Parquet Reader plugin fails to read metadata with ArrayIndexOutOfBoundsException

The executor logs have a high number of WARN messages containing: Exception from createPageListFromColumnAndOffsetIndexjava.lang.ArrayIndexOutOfBoundsException

I traced the error to the closed source plugin in dremio-ce-parquet-plugin-13.0.0-202101272034330307-20fb9275.jar. (The code hasn’t changed in dremio-ce-parquet-plugin-17.0.0-202107060524010627-31b5222b.jar)

This error occurs when the UnifiedParquetReader attempts to gather statistics on the parquet file by calling RowGroups.getRowGroupMetadataFor(). The exception gets thrown from this line: - statistics.setMinMaxFromBytes(minValue, maxValue); when there are no min/max statistics for columns where it is expected. This occurs when the first page contains all nulls. The line ++columnArrayIndex; is inside the if block, so the columnArrayIndex doesn’t advance when page-0 is null

This was the output from: parquet-tools column-index someParquetFile.parquet for the page that throws the error.
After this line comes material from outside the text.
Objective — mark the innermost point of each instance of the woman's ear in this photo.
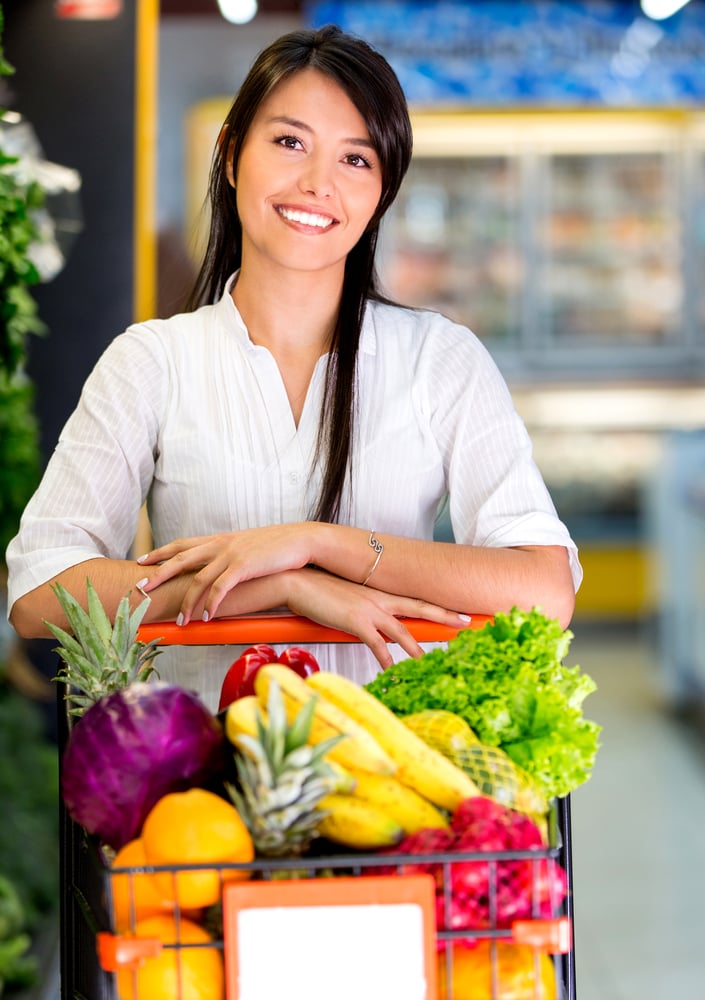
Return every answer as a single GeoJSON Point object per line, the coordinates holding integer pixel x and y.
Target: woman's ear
{"type": "Point", "coordinates": [228, 156]}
column index for column someColumn:
Boudary order: ASCENDING
null count min max
page-0 20000
page-1 19589 1.0 200.0
page-2 8916 1.0 200.0

1 Like

@nnikitas Does this parquet file have sensitive data, would you be able to share, if not, any chance you can generate one with dummy data that has the first page as nulls with no min/max values, will be useful to debug the issue

Our parquet file does have sensitive data, so I can’t share it.

Earlier today, we did determine that the bug leads to a correctness issue. We were able to work around it by disabling “store.parquet.read_column_indexes”. Or, if left enabled, a query against the column with “AND someColumnName = 'someValueThatShouldBeFound” returns no values while the equivalent AND someColumnName LIKE ‘someValueThatShouldBeFound’ returns rows.